LE D.G DU COUD MAGUET SENE HAUSSE LE TON ET RAPPELLE À L’ORDRE LES ÉTUDIANTS

Les remous politiques de cette année dû  aux élections législatives qui se profilent à l’horizon n’ont pas fini de tirer leur épingle du jeu entre une majorité présidentielle qui cherche à réconforter sa majorité au sein de sa Coalition Benno Bokk Yaakar (BBY)et une  opposition incarnée par la Coalition Yewwi Askan Wi(YAW), qui contre vents et marées cherche coûte que coûte à être présente, malgré l’invalidation de sa liste nationale aux joutes législatives du 31 juillet 2022.


La récente marche forcée et avortée de la Coalition Yewwi Askan Wi (YAW) pour la non validation de sa liste nationale à ladite législatives malgré l’interdiction du préfet, ou on dénombre malheureusement trois décès, n’est que le début d’une litanie de kyrielle, qui ne dit pas son nom et qui risquerait de basculer le pays dans un hécatombe si les institutions ne sont pas respectées. Car nul n’est au dessus de la loi.

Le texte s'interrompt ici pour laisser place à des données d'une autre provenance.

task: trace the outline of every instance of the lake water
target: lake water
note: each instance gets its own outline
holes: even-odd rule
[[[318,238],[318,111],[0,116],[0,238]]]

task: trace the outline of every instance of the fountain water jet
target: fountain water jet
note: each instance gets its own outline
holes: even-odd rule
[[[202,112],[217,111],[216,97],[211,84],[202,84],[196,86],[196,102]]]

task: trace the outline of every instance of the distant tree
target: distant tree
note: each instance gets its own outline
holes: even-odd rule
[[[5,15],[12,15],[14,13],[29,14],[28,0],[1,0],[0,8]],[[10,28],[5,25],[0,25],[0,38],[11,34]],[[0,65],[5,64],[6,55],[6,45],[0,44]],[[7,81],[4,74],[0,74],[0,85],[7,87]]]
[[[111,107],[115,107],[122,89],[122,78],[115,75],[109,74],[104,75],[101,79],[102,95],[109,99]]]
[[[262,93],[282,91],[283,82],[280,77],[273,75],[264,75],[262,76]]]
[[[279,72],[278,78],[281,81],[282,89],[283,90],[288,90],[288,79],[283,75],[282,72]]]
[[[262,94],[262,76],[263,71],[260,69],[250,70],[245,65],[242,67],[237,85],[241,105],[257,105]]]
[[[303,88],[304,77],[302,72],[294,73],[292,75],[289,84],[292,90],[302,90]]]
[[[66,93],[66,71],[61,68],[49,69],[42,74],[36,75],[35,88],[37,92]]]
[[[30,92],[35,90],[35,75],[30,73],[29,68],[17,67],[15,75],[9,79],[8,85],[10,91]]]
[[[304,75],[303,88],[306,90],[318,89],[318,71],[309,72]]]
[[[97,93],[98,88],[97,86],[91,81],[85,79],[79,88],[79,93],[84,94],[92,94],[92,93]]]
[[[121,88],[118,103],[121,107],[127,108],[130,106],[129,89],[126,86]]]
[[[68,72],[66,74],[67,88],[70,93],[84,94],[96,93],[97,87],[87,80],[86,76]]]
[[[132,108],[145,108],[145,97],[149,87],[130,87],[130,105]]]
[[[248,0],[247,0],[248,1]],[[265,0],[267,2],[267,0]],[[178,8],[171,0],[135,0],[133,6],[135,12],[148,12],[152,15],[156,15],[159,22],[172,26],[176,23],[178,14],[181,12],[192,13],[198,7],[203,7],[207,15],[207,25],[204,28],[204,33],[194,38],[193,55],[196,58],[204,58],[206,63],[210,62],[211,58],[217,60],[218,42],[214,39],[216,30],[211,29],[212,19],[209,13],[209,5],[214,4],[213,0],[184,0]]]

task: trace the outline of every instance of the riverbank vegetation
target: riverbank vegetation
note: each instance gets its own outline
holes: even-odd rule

Des échauffourées ont eu lieu depuis le mardi 20 juin 2022 au sein du campus de l’Université Cheikh Anta DIOP de Dakar(UCAD) ou des étudiants de différentes chapelles se sont crêpés le chignon, à cause de l’appelle de la dite Coalition par la voix d’un de ses ténors qui a lancé un appel à tous les Sénégalais en leur donnant rendez-vous ce mercredi à 21h pour un concert de claxon et de casserole ou qu’ils se trouvent. 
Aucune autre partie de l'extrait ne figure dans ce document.